We attracted a bit of attention, Robin focusing his camera on the booties and flowers on the bench, me standing around trying hard to look inconspicuous. Dog walkers, of which there were many, stopped and chatted. Warm, friendly, kind, curious, taking an interest in the story of strangers, reminding me again of the warmth and friendliness of the Ruchazie people. Nurturing the confidence I would need in the following weeks to renew decades-old contacts as I sought permissions for the book. As it happened. God is good.

Sunday 29 March 2020

A Distance Breached

Amid  Covid-19 when physical distance between us all has gradually increased, preserving our safety and the functioning of our NHS by turning our households into islands,  something amazing and wonderful...

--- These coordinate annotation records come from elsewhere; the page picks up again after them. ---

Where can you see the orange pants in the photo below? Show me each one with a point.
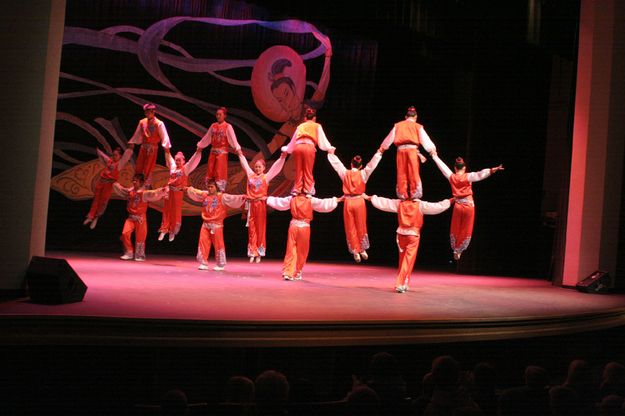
(355, 221)
(218, 168)
(140, 229)
(304, 156)
(146, 160)
(101, 198)
(211, 236)
(172, 213)
(408, 248)
(408, 178)
(297, 247)
(257, 229)
(461, 228)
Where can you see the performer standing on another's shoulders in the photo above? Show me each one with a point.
(257, 191)
(219, 135)
(354, 209)
(179, 172)
(410, 218)
(103, 189)
(408, 135)
(149, 134)
(136, 222)
(298, 243)
(303, 145)
(463, 216)
(214, 205)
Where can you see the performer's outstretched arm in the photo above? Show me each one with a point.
(325, 204)
(232, 138)
(385, 204)
(206, 139)
(442, 166)
(277, 166)
(433, 208)
(373, 163)
(233, 201)
(279, 203)
(336, 164)
(196, 194)
(162, 132)
(193, 162)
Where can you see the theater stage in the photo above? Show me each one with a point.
(167, 301)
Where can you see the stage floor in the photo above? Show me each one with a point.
(167, 300)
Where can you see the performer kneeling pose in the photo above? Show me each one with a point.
(298, 243)
(463, 216)
(103, 189)
(354, 209)
(179, 172)
(214, 205)
(257, 189)
(136, 222)
(410, 218)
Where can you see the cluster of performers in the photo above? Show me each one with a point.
(407, 136)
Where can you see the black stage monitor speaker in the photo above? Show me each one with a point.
(53, 281)
(598, 282)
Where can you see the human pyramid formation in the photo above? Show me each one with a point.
(407, 136)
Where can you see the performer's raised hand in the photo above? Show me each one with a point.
(496, 168)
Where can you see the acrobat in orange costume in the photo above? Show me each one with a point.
(178, 179)
(213, 214)
(149, 134)
(407, 135)
(303, 145)
(104, 187)
(354, 209)
(410, 218)
(463, 217)
(257, 191)
(219, 135)
(136, 222)
(298, 242)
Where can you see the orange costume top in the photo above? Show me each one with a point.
(151, 133)
(409, 213)
(354, 180)
(408, 133)
(111, 170)
(302, 207)
(309, 132)
(214, 206)
(258, 185)
(460, 183)
(138, 199)
(219, 136)
(179, 178)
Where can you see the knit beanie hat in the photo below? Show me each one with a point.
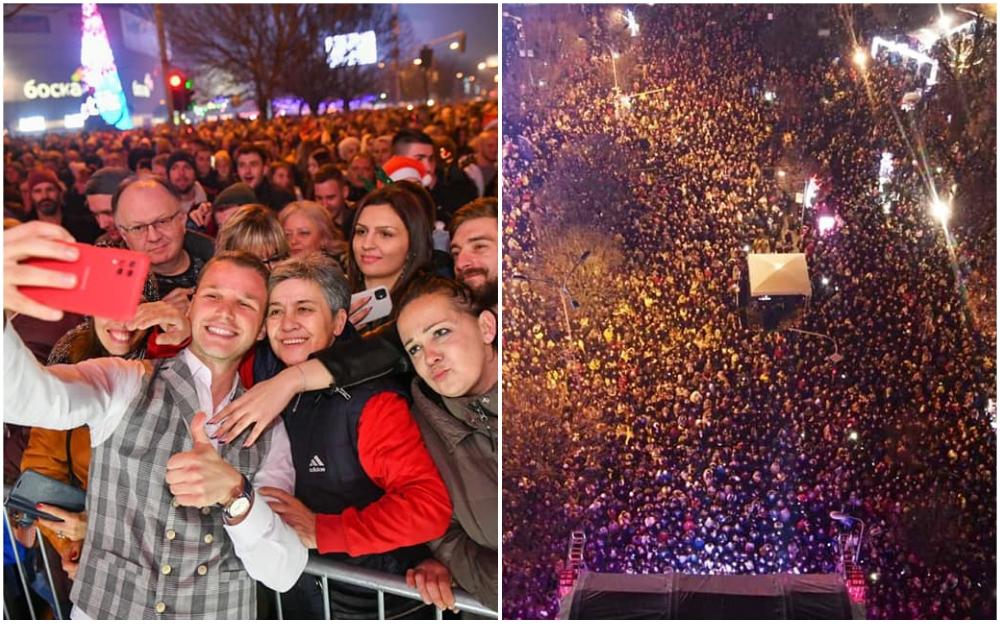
(234, 195)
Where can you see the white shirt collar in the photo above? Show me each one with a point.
(202, 378)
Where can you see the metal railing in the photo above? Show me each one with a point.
(381, 582)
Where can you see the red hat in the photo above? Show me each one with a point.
(404, 168)
(37, 176)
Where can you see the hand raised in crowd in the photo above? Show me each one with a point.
(71, 560)
(201, 214)
(72, 527)
(180, 298)
(25, 534)
(36, 239)
(200, 477)
(433, 580)
(257, 407)
(359, 310)
(175, 324)
(294, 513)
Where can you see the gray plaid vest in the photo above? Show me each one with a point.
(144, 557)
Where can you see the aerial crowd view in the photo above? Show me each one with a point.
(647, 153)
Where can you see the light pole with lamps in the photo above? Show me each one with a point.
(614, 67)
(835, 357)
(564, 294)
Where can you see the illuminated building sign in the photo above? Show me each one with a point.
(351, 49)
(43, 90)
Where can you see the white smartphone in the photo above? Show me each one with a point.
(380, 303)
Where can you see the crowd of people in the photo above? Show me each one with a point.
(263, 401)
(675, 434)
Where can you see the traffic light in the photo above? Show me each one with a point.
(426, 58)
(181, 89)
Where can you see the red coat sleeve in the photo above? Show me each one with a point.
(415, 508)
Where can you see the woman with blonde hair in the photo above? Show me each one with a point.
(254, 229)
(308, 228)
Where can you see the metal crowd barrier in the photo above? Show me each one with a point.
(382, 582)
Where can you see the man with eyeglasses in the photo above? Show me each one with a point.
(149, 216)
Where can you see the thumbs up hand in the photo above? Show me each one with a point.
(200, 477)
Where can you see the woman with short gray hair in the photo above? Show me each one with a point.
(366, 489)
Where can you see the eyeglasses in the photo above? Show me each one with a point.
(143, 230)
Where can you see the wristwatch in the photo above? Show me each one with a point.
(239, 506)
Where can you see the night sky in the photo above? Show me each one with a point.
(479, 21)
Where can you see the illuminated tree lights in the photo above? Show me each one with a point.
(100, 72)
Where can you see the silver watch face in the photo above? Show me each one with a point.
(238, 507)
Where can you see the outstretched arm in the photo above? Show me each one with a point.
(344, 364)
(94, 393)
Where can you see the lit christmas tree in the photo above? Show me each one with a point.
(100, 72)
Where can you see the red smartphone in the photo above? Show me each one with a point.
(109, 282)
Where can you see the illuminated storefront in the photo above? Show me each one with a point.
(69, 67)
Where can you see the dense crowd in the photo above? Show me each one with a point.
(677, 436)
(312, 365)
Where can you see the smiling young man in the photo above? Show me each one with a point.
(474, 247)
(175, 527)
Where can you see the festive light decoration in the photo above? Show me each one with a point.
(100, 74)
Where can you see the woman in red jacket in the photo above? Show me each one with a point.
(366, 490)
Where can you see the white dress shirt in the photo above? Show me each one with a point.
(98, 393)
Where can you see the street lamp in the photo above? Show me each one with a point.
(941, 210)
(614, 66)
(860, 57)
(568, 300)
(835, 357)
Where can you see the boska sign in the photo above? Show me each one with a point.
(42, 90)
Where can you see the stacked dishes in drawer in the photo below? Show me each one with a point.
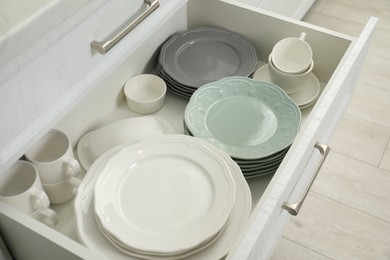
(198, 56)
(255, 122)
(165, 197)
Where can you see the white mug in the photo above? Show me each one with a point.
(290, 83)
(54, 158)
(63, 191)
(47, 216)
(292, 55)
(21, 187)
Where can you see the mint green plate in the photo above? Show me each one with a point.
(246, 118)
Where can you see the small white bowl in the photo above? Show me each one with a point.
(145, 93)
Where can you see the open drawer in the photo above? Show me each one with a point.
(96, 98)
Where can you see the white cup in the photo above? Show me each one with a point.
(47, 216)
(63, 191)
(21, 187)
(145, 93)
(292, 55)
(290, 83)
(53, 156)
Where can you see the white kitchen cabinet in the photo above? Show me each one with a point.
(60, 82)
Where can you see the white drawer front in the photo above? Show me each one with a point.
(46, 81)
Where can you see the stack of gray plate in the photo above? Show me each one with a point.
(255, 122)
(198, 56)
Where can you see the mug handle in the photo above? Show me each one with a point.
(50, 217)
(75, 182)
(302, 36)
(73, 166)
(39, 199)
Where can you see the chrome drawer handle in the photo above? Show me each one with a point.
(293, 208)
(104, 47)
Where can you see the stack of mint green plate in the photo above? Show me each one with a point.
(255, 122)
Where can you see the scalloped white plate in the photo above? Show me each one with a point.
(164, 195)
(89, 234)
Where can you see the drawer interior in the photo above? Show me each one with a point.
(106, 103)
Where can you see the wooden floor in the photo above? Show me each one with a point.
(347, 213)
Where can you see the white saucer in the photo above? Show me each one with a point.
(305, 96)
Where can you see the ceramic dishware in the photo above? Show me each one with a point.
(53, 156)
(21, 187)
(292, 55)
(62, 191)
(145, 93)
(158, 196)
(305, 96)
(198, 56)
(88, 230)
(290, 83)
(46, 216)
(95, 143)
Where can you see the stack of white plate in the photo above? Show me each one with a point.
(198, 56)
(255, 122)
(166, 197)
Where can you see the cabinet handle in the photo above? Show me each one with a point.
(293, 208)
(104, 47)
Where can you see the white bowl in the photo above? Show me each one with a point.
(145, 93)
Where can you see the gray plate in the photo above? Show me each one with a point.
(202, 55)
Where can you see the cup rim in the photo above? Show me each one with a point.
(162, 89)
(298, 71)
(30, 186)
(34, 161)
(307, 71)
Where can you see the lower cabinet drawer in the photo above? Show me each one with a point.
(337, 59)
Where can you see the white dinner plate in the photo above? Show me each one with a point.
(89, 234)
(159, 256)
(87, 157)
(307, 94)
(164, 195)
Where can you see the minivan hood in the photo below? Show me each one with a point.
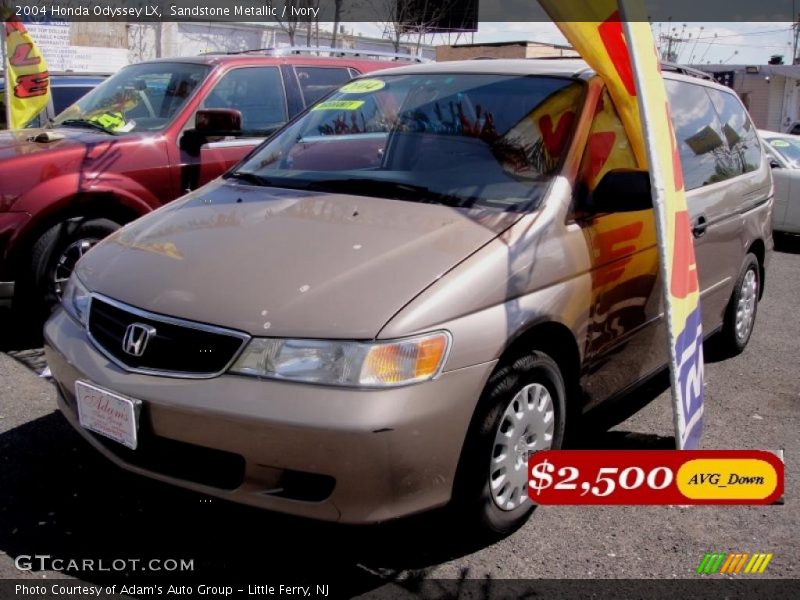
(291, 263)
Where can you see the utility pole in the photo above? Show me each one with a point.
(667, 55)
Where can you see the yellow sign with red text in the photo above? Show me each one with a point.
(618, 44)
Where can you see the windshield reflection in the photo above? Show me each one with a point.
(465, 140)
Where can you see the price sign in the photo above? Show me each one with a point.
(655, 477)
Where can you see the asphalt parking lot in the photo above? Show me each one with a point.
(59, 498)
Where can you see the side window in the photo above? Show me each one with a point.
(705, 156)
(740, 133)
(68, 95)
(256, 92)
(318, 81)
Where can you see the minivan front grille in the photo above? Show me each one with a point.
(146, 342)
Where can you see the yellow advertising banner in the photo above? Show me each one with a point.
(618, 44)
(27, 80)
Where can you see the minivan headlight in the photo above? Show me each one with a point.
(346, 363)
(75, 299)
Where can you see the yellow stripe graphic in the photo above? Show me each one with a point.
(741, 562)
(767, 558)
(728, 563)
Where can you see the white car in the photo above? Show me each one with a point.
(783, 151)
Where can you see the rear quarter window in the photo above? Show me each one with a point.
(740, 133)
(316, 82)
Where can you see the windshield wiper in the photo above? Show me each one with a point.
(396, 190)
(85, 123)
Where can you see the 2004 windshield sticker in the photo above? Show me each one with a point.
(363, 86)
(339, 105)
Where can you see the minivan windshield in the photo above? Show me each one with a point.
(788, 148)
(143, 97)
(464, 140)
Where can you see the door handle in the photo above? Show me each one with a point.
(700, 226)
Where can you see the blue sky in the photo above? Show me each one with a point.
(735, 42)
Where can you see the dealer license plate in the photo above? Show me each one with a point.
(108, 414)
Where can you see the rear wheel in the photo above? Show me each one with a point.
(740, 316)
(521, 411)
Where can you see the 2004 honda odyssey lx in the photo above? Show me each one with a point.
(415, 284)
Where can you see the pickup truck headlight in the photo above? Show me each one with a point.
(346, 363)
(75, 300)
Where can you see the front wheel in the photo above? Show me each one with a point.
(740, 316)
(54, 255)
(521, 411)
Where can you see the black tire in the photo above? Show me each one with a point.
(732, 340)
(38, 291)
(473, 503)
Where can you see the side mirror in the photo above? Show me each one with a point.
(218, 121)
(622, 190)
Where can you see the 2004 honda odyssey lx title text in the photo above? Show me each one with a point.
(407, 290)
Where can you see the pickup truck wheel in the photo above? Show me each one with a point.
(55, 254)
(521, 411)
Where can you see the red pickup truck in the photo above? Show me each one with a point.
(147, 135)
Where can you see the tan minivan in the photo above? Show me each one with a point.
(392, 302)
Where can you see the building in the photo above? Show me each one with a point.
(524, 49)
(770, 92)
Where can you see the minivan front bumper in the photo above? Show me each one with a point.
(355, 456)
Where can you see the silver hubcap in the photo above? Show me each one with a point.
(525, 427)
(746, 308)
(66, 262)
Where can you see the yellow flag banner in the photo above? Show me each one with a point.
(619, 46)
(27, 80)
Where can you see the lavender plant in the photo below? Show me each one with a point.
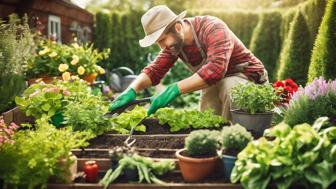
(315, 100)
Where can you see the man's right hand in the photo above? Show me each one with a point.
(124, 98)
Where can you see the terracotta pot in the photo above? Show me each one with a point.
(90, 78)
(196, 169)
(45, 78)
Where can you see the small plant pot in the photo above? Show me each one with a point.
(45, 78)
(131, 174)
(90, 78)
(196, 169)
(228, 162)
(256, 123)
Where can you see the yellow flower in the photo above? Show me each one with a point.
(80, 70)
(53, 54)
(74, 77)
(66, 76)
(75, 45)
(74, 60)
(101, 70)
(63, 67)
(44, 51)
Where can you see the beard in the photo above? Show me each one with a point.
(177, 46)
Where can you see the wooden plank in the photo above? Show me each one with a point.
(148, 186)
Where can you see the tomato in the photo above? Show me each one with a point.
(91, 171)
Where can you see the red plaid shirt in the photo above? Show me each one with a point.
(223, 50)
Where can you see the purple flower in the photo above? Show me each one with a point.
(319, 87)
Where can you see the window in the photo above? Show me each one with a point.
(54, 28)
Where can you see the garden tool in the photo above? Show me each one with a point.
(130, 140)
(121, 109)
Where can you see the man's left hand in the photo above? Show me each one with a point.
(164, 98)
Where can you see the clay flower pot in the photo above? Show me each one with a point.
(196, 169)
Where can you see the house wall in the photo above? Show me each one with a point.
(68, 13)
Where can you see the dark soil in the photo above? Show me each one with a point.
(109, 141)
(154, 153)
(173, 177)
(184, 153)
(154, 127)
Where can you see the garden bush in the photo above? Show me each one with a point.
(315, 100)
(300, 156)
(295, 55)
(202, 143)
(35, 155)
(16, 48)
(323, 57)
(266, 42)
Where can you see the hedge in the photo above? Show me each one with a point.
(295, 55)
(266, 41)
(323, 57)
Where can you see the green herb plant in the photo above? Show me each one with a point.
(234, 139)
(38, 154)
(185, 119)
(147, 168)
(253, 98)
(127, 120)
(302, 154)
(202, 143)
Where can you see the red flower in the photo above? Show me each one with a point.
(278, 84)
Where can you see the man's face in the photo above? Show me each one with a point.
(173, 41)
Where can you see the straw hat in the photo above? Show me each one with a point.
(155, 21)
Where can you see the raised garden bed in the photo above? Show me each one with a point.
(103, 153)
(171, 141)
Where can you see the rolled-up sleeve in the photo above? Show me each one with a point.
(219, 47)
(160, 66)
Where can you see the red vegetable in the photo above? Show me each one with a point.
(91, 171)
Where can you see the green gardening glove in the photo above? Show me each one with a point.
(164, 98)
(124, 98)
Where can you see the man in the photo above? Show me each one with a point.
(218, 59)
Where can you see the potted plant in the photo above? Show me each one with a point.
(54, 60)
(199, 157)
(233, 140)
(255, 104)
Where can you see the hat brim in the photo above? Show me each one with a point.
(152, 38)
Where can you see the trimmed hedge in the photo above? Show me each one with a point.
(266, 41)
(265, 33)
(295, 55)
(324, 58)
(242, 23)
(121, 32)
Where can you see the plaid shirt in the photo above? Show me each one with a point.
(223, 50)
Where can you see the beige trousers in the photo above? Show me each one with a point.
(217, 96)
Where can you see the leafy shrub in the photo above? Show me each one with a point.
(254, 98)
(315, 100)
(295, 55)
(323, 58)
(35, 155)
(55, 59)
(87, 114)
(16, 47)
(185, 119)
(297, 155)
(127, 120)
(235, 138)
(202, 143)
(266, 42)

Initially it felt bleak. No longer to see our daughters or our new granddaughter, I was immersed in the book, working through the second and then the third copy edit. The very patient editor was persistent about permissions for the people I had mentioned - get permission, lose them or change their names were my only options.
Three little brothers and their three cousins, who had visited us before and after Jennifer was born, coming up for hot chocolate or hot juice when it was cold, playing with toys, making crafts. Knowing that Jennifer was sick, watching me with kind eyes, and then, when she was gone, still visiting, and proving such a comfort. What a disservice not to name them. We moved away from their housing scheme twenty-six years ago. How would they feel about hearing from me after all that time? I was nervous. My husband pushed me, 'What's the worst that can happen?' Still nervous. He pushed me again.
As it happened, their surname made them easy to find on social media. Six messages out of the blue from me, all quickly replied to. Six little children had remembered, had grown up remembering and still remember. Wonderful chats on Messenger. The promise of meeting up. The promise of hot chocolate and a hug when this is all over. Ripples. God is good all the time

Monday 17 February 2020

Where do I look for happiness?

I have a problem. I look for happiness in the wrong places. Not drink or drugs or anything too physically harmful. Chocolate and Netflix at times, certainly.
But worse, for them and for me, I look for my happiness in others.
As parents, the temptation to live vicariously through our children is always there - for our own lives to become shallow and hollow as we desperately try to hang on to their coat tails. Our preoccupation with them can become obsessive, stifling, suffocating.
Is it more so with me because I lost Jennifer? I don't know. But I do know that I continually make that mistake. I often look for my happiness in my children.
And here I am, doing it all over again with my grandchild. Wondering when I can next see her, hold her, never ever satisfied.
And that's the thing I keep having to relearn over and over. That's the clue, in fact, which warns me I'm looking for happiness in the wrong place all over again. When we do that, it never satisfies, we can never ever get enough.
Eleven years ago, a wise friend reminded me that we've not to depend on anyone except God for our happiness.
'Then Jesus declared, "I am the bread of life. He who comes to me will never go hungry, and he who believes in me will never be thirsty."'
The right place to look is Jesus.

Thursday 13 February 2020

Early Days

It is early days. Snow on the ground, in fact. Only a few hours of daylight, and very tiny green shoots pushing through the ground, to give hope of spring.
And it's early days for number two daughter and her husband, with a little bundle of life now seven days old. Rubbing their tired eyes, falling in love with her all over again every time they look at her, wondering how many layers of clothes she needs for their first venture outdoors.
And early days for me too, still breathing out that sigh of relief and prayers of thankfulness. Muscles still relaxing, spindles gradually loosening, shoulders slowly dropping.
Not for them, the agony of loss. Thank you, Father.